BECHOL LASHON Français – Joël Mergui: «Nous vivons un tournant historique préoccupant»
LE FIGARO. – Quel est votre bilan et quels sont vos objectifs?
Joël MERGUI. – Le Consistoire et ses communautés assument un rôle opérationnel et religieux au service de chaque juif, pratiquant ou non. Dimanche, le président sera élu par les dirigeants, eux-menses élus, des communautés juive de France et d’outre-mer. Il porte leurs aspirations. Leurs projets et leurs attentes et agit, en leur nom, notamment auprès des pouvoirs publics et des acteurs de la société civile. Ces dernières années, j’ai défendu sur tous les fronts les intérêts généraux du judaïsme français (sécurité, lutte contre l’antisémitisme, sauvegarde de la circoncision, de l’abattage rituel, liberté de conscience des étudiants, dignité pour nos morts…).
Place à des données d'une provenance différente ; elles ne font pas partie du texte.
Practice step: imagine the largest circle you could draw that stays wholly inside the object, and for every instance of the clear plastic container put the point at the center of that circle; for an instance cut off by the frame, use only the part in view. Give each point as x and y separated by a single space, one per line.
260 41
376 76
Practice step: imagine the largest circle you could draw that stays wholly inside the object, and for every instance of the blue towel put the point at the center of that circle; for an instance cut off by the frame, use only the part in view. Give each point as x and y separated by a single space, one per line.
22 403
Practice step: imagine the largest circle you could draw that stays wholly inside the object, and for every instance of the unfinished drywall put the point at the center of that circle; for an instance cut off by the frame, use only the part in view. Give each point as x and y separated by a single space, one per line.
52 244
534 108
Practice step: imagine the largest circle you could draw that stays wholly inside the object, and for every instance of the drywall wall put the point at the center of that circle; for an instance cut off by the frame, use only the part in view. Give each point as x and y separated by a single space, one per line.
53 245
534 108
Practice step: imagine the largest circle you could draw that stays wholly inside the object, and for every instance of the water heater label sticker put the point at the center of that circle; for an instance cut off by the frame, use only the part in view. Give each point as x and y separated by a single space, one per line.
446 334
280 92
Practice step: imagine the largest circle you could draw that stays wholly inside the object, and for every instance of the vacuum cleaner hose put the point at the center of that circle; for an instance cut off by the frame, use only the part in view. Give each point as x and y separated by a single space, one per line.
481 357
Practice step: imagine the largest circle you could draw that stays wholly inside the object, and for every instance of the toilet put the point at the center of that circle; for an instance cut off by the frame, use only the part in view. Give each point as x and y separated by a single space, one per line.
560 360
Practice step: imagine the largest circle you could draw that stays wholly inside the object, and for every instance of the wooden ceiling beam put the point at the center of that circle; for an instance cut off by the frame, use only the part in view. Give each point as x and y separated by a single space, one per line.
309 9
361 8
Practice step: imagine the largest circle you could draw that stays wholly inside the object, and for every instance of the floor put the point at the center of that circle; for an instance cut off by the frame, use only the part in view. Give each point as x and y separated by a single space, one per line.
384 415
Nous avons consolidé l’organisation du Consistoire, son unité, ses finances pour accroître notre efficacité. Notre institution doit prolonger ses actions pour défendre notre sécurité et préserver notre liberté religieuse face à une laïcité qui se durcit. A l’heure où de nombreux juifs quittent la France, notre défi sera de «faire mieux avec moins» et de donner l’envie de judaïsme à ceux qui en sont encore éloignés.
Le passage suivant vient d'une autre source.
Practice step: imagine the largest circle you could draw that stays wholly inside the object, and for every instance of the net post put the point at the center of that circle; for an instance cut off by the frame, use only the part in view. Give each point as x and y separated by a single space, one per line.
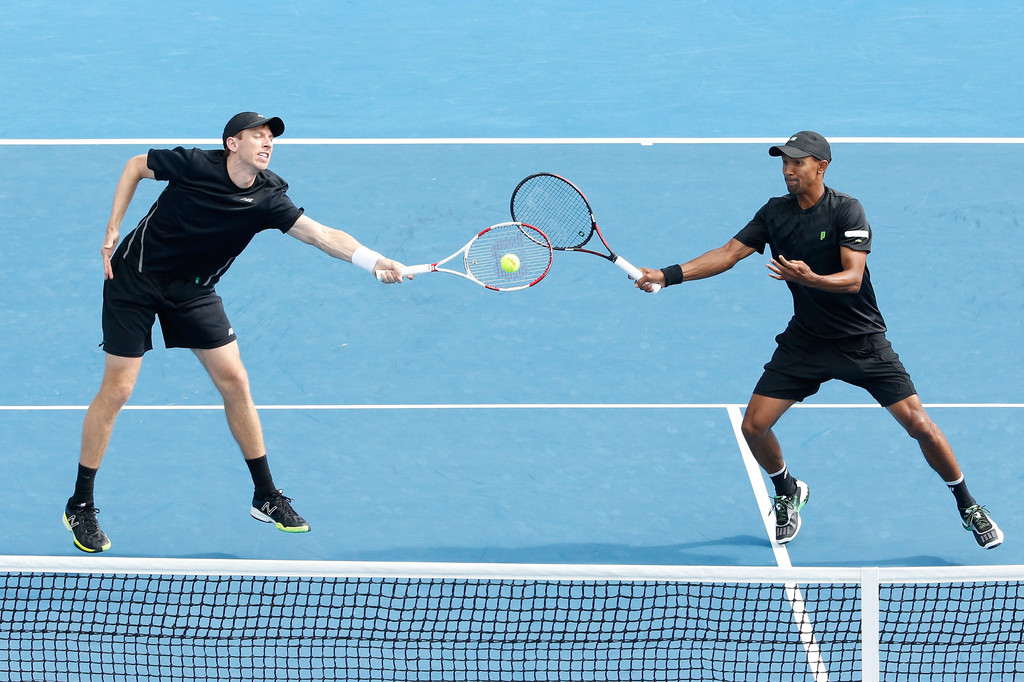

Une femme se présente pour la première fois à ce poste…
Les femmes sont essentielles à la transmission du judaïsme et prennent une part importante dans le fonctionnement de nos communautés. De toutes les grandes institutions juives, c’est au sein du Consistoire, que, pour la première fois, une femme se présente à la présidence. Ni atout ni tabou, comme partout ailleurs, des lors que les candidatures sont validées. L’individu prime moins que son expérience, son sens des responsabilités et son projet. Les électrices et les électeurs voteront pour la personne qui portera le mieux les attentes de la communauté Juive dans la perspective des enjeux majeurs qu’elle va devoir affronter.
Comment voyez-vous l’avenir du judaïsme français?
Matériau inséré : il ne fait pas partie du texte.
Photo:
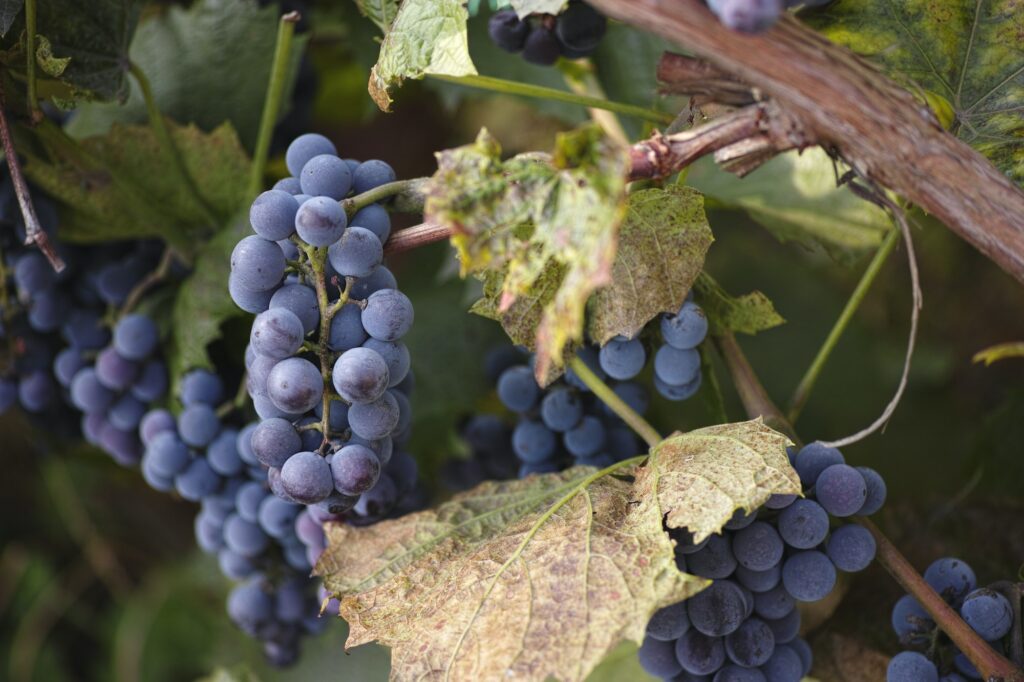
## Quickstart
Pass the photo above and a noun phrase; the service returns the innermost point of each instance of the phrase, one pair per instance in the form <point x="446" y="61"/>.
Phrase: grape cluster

Lorsque des policiers et des Juifs sont ciblés et assassinés, il est difficile d’être serein. Pendant des années, j’ai alerté sur le djihadisme qui, lorsqu’il s’attaque aux Juifs ou à Israël, vise les fondements de toute démocratie. Après Toulouse, j’ai dénoncé les soi-disant loups solitaires, le danger de victimaires les bourreaux et de ne pas nommer le mal par son nom par peur de l’amalgame. Que des manifestants (et certains élus) défilent dans les rues en hurlant morts aux Juifs e est révélateur du malaise d’une partie de notre société dont l’indignation est sélective, contre Israël mais pas contre l’Unesco qui nie le passé Juif de Jérusalem. Je suis reconnaissant envers les pouvoirs publics d’avoir mobilisé une énergie considérable pour sécuriser nos lieux de vie. Ma responsabilité sera d’accompagner le tournant historique préoccupant que vit actuellement la communauté juive et de mobiliser toute notre créativité, pour donner un souffle nouveau au judaïsme à la française.